We told you not to trust your neighbor. But you should be able to trust your vendors, right? Not necessarily!
In recent weeks there have been a couple of high profile security vendor breaches/vulnerabilities. Juniper Networks disclosed two backdoors in their firewall code and Fortinet also had a backdoor/vulnerability within their software. Both Juniper and Fortinet backdoors would give an attacker access to your firewall. Your firewall! Remember — this is the very device that is supposed to keep your network protected!! Oh, the irony.
So… Down with vendors, then?
Obviously, no. We cannot grow all of our solutions at home. And even if we could, they would be questionable and only marginally supportable. So we have to compensate with good solid practice and creative architecture.
A great way to help reduce the risk of vendor security flaws is to utilize the old adage of defense-in-depth. If you implement multiple overlapping capabilities from different vendors throughout the network protection stack, a single flaw is not enough to make a hole.

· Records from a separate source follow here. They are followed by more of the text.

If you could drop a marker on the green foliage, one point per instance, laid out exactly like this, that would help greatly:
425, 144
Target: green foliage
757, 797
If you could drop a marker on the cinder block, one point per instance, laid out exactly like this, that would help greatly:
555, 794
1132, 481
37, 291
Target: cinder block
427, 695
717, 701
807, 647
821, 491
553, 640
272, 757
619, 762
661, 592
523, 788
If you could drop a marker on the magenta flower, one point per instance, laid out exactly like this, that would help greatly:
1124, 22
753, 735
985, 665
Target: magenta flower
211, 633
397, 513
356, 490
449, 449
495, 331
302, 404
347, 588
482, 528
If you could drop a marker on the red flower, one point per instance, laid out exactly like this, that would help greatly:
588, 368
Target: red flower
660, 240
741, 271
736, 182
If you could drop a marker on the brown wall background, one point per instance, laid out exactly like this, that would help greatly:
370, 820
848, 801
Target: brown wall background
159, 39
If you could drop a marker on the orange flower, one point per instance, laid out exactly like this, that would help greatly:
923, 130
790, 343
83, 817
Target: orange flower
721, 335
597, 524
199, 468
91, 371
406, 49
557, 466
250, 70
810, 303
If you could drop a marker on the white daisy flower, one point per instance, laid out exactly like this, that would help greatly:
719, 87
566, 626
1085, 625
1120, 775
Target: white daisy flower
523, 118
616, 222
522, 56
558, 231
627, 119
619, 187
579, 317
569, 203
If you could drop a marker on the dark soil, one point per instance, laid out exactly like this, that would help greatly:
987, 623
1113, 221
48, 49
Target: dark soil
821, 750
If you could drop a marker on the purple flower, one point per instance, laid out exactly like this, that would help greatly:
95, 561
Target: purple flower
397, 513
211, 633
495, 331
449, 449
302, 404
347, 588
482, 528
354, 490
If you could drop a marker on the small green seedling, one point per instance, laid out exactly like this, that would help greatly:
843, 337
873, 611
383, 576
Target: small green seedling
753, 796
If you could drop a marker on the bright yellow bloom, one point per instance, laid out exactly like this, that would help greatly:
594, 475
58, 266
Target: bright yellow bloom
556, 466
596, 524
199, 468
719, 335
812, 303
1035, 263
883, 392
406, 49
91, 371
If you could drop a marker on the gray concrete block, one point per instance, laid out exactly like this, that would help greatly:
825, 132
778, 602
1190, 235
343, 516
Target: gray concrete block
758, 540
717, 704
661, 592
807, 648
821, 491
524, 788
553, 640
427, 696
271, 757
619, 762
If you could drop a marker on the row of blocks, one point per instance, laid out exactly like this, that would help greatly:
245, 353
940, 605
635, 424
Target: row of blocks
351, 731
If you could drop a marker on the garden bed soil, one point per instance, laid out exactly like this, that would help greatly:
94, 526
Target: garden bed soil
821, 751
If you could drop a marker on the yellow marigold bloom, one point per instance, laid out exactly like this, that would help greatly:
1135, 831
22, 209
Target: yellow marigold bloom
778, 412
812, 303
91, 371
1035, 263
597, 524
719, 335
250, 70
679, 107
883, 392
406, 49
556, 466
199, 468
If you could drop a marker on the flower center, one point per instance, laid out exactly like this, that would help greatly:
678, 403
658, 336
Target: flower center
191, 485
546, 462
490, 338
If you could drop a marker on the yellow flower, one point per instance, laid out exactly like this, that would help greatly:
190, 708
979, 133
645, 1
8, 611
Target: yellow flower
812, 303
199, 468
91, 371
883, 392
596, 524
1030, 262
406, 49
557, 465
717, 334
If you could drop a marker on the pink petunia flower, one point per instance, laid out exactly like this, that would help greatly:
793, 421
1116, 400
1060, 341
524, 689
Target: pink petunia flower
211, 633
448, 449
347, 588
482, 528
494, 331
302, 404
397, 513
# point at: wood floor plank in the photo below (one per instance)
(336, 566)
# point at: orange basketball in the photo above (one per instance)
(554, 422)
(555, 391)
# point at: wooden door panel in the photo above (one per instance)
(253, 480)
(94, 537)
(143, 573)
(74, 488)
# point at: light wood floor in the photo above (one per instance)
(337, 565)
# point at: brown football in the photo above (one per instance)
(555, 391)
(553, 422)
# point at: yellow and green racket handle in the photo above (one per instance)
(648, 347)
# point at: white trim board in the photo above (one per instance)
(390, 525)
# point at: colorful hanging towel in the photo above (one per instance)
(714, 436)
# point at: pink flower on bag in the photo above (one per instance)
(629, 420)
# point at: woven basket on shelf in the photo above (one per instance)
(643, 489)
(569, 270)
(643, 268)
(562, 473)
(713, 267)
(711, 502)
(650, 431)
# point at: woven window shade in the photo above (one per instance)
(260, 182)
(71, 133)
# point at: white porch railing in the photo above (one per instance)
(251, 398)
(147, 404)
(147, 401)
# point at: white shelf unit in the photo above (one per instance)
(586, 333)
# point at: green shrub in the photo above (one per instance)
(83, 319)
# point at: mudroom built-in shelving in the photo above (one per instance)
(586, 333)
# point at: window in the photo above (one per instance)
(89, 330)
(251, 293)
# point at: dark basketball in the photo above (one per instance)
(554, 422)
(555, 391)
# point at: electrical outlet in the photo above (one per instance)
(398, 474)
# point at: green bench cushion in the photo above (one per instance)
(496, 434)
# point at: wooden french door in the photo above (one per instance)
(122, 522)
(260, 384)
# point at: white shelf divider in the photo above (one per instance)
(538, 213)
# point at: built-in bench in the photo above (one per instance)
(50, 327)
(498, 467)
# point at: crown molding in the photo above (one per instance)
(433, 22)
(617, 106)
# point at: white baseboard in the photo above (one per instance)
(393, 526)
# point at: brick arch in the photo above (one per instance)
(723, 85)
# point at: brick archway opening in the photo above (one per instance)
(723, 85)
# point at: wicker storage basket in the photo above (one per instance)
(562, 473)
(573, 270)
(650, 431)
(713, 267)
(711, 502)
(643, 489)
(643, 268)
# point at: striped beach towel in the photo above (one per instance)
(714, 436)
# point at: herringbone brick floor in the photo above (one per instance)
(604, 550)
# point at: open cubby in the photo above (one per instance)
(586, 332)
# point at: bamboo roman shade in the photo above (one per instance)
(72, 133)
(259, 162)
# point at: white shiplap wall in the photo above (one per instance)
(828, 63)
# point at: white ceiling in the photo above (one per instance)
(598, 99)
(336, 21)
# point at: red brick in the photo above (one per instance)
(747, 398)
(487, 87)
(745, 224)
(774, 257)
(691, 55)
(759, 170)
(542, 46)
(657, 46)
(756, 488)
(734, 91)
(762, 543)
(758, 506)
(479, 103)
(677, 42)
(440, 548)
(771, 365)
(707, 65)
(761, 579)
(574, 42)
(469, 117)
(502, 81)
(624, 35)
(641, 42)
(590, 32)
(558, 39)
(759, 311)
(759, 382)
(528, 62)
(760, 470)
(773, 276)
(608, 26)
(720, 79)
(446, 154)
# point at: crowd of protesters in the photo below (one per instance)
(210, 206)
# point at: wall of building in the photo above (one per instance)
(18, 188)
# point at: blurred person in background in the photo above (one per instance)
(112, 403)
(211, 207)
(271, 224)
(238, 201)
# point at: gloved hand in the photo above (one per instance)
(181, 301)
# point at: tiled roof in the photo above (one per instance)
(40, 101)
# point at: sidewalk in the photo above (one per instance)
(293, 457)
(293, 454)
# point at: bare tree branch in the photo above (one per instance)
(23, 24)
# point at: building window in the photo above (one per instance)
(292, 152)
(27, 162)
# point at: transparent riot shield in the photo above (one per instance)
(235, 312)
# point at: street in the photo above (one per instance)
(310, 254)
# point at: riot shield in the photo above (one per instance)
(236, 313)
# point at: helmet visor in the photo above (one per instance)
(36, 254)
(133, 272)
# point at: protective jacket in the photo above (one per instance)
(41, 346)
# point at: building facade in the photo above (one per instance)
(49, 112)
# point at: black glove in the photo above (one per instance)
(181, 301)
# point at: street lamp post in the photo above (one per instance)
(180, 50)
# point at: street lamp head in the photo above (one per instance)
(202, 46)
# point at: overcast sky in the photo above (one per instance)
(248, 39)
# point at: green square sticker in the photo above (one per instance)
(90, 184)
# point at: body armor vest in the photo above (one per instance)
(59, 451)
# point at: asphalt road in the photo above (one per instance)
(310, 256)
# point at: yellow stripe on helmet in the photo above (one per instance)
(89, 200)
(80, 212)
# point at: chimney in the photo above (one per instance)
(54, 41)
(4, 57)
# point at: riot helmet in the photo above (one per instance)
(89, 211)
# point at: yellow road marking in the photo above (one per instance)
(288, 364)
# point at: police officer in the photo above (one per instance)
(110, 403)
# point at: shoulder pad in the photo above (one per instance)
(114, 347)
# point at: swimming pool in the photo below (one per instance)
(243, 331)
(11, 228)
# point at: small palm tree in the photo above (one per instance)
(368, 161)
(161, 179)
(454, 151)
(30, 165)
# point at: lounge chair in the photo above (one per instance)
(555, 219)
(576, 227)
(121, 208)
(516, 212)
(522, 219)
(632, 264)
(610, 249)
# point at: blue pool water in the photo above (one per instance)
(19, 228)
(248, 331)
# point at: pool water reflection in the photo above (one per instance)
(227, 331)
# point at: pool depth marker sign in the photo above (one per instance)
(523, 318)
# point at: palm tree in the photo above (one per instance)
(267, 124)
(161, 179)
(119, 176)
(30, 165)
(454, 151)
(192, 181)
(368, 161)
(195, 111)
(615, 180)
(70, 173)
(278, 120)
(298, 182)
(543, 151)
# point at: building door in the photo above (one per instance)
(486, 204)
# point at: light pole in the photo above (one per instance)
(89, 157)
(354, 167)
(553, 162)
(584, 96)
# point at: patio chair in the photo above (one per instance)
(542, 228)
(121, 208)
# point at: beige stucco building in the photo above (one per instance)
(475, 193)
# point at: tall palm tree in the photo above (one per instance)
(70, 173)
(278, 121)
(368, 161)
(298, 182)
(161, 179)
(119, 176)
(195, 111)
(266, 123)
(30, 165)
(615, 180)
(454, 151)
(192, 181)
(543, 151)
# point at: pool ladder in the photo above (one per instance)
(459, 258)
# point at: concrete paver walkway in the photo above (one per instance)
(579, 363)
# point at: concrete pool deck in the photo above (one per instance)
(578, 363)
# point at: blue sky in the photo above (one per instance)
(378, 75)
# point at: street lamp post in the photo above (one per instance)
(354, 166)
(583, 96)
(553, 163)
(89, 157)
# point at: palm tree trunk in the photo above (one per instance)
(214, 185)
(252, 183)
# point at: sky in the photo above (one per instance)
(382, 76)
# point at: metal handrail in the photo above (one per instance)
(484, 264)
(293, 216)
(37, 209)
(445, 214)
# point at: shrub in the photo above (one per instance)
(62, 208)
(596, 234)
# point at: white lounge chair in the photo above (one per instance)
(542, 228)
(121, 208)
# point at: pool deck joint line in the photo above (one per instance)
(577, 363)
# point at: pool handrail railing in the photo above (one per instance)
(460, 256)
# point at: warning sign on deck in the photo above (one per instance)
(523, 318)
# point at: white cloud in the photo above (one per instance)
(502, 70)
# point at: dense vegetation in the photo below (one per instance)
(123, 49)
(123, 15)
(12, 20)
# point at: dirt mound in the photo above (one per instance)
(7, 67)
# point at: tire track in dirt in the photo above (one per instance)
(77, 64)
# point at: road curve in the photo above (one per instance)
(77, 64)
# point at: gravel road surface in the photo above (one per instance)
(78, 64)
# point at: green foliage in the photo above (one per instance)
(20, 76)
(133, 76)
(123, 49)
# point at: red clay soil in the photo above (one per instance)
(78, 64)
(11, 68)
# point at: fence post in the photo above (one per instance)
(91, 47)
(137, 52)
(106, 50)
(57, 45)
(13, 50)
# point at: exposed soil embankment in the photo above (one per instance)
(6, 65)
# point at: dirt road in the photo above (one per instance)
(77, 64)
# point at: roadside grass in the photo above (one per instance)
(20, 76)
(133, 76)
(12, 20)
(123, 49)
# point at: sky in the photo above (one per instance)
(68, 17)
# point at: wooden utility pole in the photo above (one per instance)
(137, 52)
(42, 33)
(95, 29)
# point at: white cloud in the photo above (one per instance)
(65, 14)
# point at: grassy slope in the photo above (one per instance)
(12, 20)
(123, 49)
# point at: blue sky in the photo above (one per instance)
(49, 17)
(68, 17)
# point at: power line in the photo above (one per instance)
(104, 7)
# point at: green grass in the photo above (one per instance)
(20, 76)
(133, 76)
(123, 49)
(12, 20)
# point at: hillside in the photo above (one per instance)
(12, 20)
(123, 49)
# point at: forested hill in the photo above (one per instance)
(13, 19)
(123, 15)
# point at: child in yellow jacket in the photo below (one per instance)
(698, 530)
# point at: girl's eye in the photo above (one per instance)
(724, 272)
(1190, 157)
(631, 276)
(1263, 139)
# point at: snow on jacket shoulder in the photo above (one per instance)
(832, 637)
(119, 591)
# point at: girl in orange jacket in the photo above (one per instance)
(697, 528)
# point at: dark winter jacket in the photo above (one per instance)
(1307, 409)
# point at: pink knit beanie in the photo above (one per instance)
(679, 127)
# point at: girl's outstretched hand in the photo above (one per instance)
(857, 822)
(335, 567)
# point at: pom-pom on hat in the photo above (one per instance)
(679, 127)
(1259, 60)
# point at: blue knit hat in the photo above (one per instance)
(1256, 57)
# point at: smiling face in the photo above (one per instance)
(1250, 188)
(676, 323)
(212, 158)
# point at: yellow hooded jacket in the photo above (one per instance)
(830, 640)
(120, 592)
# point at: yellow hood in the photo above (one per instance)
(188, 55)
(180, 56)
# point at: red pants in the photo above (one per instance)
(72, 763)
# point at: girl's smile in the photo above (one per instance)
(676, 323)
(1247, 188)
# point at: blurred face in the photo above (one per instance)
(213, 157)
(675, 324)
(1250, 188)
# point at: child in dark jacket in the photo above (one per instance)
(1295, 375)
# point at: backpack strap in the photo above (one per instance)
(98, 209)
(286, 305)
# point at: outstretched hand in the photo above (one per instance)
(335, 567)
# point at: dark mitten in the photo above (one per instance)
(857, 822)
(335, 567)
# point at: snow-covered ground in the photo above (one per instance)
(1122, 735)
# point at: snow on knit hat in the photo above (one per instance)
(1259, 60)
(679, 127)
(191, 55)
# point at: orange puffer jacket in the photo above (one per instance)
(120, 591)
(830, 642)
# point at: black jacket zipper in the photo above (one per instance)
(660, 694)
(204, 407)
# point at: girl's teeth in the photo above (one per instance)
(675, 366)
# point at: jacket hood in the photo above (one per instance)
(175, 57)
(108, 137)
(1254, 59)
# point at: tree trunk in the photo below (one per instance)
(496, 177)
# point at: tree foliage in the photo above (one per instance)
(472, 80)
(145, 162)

Pros of a defense-in-depth strategy:
- Multiple different inspection mechanisms for the data traversing on a network
- Analytics allows for deeper understanding of “normal” for the network traffic flows
- Higher fidelity of alerts
Cons of a defense-in-depth strategy:
- Cost – While not always the case, the introduction of overlap most likely results in additional licensing and hardware costs
- Personnel – Those additional systems require care, feeding, patching, rebooting, etc. Talk about piling more food onto an already overflowing plate!
- Complexity – The environment now requires more depth of understanding to truly understand
How can you mitigate the cons?
- MSSP – A Managed Security Services Provider will free up some room on your personnel’s plate. The MSSP can filter your alerts, triage them, and even help you with mitigation
- Redesign – Take advantage of the opportunity to rearchitect the network when introducing the new technologies. You will likely find that there are cost savings to be mined by eliminating the sins of your predecessors
- Automation – Anything you do more than once without scripting is a waste of effort. Automate your detections, filtering, and output. Watch your cost-per-incident start to fall!
I choose to believe that vendors whose products become vulnerable are not (usually) malicious. I choose to believe that vulnerabilities, either arising from negligence or accident, are an inevitability and it is incumbent upon us as security professionals to design our cyber security systems to be resilient enough to handle the flaws. If we expect failure in all components and design solutions with resiliency in mind, we can instead focus on the positives these vendors bring to us rather than fearing the inevitable exposé and patch.